Palazón: «Me interesa que la gente conozca la ocarina»

Jesús Palazón /Javier Rosendo
Jesús Palazón / Javier Rosendo

El artesano y músico Jesús Palazón es un romántico sagaz, al que no le gusta que le digan «florituras»

Lucía Alcolea
LUCÍA ALCOLEACabezón de la Sal

Dice Jesús Palazón que en el fondo de la bahía de Palma de Mallorca debe de haber varias de sus ocarinas, «porque tiraba las que me salían mal». Es un artesano de este instrumento de viento de origen italiano, al que ha dedicado y dedica parte de su vida. Jesús disecciona la fisonomía de la ocarina como si fuera un cuerpo humano. Habla de ciencia en términos emocionales y además toca el piano, el acordeón y «un montón de instrumentos» que se olvida de nombrar. También pinta. El ser humano le encanta y le desencanta al mismo tiempo y no se lleva bien con las nuevas tecnologías. Es un romántico sagaz, al que no le gusta que le digan «florituras».

-Decía usted que existe una idea distorsionada sobre la ocarina. ¿A qué cree que se debe ?

-Porque circulan muchas mentiras por Internet y la gente se piensa que la ocarina es cualquier instrumento de barro con agujeros que suena si se sopla.

-¿Y no es así?

-No. Es un instrumento de barro, que nació en Budrio, un pueblo 20 kilómetros al Norte de Bolonia. Fue inventado por un panadero llamado Giuseppe Luigi Donati, que a raíz de un juguete que vendían en la feria en forma de oca fue configurando el instrumento, añadiendo agujeros y cambiando la embocadura.

-¿De dónde viene su interés por este instrumento?

-De niño, me pasaba muchas horas enfermo en la cama y una vez vi una ocarina en un libro y me encantó, por lo que me pedí una para Reyes. Me trajeron una de celuloide porque ya no existían las auténticas de barro. Yo suspiraba por una ocarina de barro. En los años siguientes, viajé intentando recuperar algunas ocarinas en anticuarios de Inglaterra, Francia y Alemania y logré hacer una buena colección. Pero aun así veía que las que yo tenía seguían sin ser como las originales, que faltaban notas y agujeros y que no afinaban como yo deseaba.

-Y entonces decidió hacerlas usted mismo.

-Hay que tener en cuenta que se trata de un instrumento tan atractivo como difícil, porque es muy fluctuante. Su afinación es como la voz humana. Con 23 años hice mi primera ocarina y logré que sonase, lo que ya era mucho. Tiempo después empecé a cambiar formas y tamaños y a partir del año 1996 comencé a trabajar con más seriedad científica, con patrones y reglas establecidas. Hay que tener muy en cuenta las distancias y los diámetros, porque es un aerófono donde el aire está encerrado y la respuesta por tanto es diferente. Cuando se terminan los diez agujeros ya no hay más notas y mi obsesión siempre ha sido ampliar esta extensión de notas del instrumento, y según cómo lo hagas, resulta que de la última nota puedes sacar tres o cuatro de propina. Esto me ha permitido hacer muchas cosas.

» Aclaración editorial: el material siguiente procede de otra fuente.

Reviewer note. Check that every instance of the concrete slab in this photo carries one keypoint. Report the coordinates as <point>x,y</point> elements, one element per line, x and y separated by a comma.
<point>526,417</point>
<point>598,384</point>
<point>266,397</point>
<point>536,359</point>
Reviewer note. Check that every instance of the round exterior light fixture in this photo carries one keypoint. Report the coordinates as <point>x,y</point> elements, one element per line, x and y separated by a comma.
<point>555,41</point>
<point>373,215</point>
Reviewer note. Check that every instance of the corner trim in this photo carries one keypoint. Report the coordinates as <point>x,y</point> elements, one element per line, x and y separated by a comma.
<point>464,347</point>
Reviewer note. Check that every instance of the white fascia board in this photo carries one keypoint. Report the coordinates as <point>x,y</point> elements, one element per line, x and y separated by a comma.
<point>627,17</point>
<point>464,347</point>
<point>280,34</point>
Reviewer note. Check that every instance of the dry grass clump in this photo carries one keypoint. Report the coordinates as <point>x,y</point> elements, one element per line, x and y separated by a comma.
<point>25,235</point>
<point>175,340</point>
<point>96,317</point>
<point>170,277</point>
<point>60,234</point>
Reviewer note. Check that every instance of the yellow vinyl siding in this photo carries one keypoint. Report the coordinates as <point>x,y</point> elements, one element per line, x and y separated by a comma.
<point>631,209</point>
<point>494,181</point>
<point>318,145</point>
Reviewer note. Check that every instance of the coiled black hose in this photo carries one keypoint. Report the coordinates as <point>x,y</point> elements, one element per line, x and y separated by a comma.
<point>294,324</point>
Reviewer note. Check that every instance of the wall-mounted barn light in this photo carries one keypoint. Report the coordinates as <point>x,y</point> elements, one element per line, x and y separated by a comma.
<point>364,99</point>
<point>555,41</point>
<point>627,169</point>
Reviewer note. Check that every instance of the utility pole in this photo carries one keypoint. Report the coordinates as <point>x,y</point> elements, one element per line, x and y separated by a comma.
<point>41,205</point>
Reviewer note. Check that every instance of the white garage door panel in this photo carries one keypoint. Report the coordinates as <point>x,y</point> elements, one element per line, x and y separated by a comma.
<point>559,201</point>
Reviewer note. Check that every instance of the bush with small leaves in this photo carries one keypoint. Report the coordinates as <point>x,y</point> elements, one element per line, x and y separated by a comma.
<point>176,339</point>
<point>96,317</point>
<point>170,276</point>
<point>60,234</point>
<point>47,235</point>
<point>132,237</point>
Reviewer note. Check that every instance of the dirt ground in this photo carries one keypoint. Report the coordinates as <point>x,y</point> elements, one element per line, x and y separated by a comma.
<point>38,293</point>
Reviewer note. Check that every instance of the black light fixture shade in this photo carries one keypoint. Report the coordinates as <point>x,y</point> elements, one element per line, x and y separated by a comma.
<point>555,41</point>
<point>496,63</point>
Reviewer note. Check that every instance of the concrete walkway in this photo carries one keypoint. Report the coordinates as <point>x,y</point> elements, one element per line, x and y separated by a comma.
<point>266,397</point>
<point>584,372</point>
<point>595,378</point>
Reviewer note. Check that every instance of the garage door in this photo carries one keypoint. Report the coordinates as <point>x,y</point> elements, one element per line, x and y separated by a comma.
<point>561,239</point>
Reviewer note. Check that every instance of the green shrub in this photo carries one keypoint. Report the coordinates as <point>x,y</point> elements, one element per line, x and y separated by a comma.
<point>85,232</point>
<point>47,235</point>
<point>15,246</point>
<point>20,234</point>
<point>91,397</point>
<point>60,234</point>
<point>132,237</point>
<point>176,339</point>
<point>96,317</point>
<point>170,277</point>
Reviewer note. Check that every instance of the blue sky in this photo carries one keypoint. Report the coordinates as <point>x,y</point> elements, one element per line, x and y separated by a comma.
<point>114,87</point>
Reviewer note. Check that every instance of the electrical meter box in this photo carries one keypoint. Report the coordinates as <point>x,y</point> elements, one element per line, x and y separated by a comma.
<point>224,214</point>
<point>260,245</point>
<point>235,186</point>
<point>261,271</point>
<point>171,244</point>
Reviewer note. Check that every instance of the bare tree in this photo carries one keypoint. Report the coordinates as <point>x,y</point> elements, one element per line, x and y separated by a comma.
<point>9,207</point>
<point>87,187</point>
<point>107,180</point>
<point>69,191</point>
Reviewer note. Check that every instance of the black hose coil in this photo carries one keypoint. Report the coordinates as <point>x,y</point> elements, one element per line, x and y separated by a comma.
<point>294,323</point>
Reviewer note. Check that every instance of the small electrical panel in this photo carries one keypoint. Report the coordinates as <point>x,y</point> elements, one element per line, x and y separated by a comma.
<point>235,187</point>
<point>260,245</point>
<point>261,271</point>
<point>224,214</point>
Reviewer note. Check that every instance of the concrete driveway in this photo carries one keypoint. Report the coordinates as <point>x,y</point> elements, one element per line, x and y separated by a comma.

«La imbecilidad americana, tristemente célebre, nos ha salpicado»

-A base de ensayo y error

-Continuamente. La distancia entre un agujero u otro supone que en vez de salir un Sol, salga un Do.

-¿Busca la perfección en el sonido?

-No, porque cuando la perfección es máxima el aburrimiento ya es solemne. Busco un equilibrio más bien y quiero lograrlo respetando el diseño original, sin hacer formas extrañas.

-¿Cómo suena?

-Tiene un sonido muy particular. A mí lo que me interesa es que la gente vea que no es ningún juguete, sino un instrumento de verdad.

-¿Cómo despertar el interés de la gente por la ocarina en el siglo de las nuevas tecnologías?

-Ahora hablamos de la gran transformación que ha experimentado el individuo humano, por eso hay que encontrar la grieta por la que meter el cuchillo. Hay muchos perfiles humanos y existe la sensibilidad.

-Sin embargo, asistimos a una especie de 'esterilización' de los sentimientos.

-Sí y en todos los ámbitos. Es la cara perversa de la tecnología. Yo no estoy en contra de las nuevas tecnologías, porque resulta admirable que para operar un aneurisma cerebral ya no tengas que abrir el cerebro, pero también nos han impuesto muchas cosas y eso me enfurece. No entiendo por qué en un bar tiene que haber dos pantallas de televisión. Las pantallas separan a las personas y las inmovilizan. Anulan la creación. En este sentido, la imbecilidad americana tristemente célebre nos ha salpicado.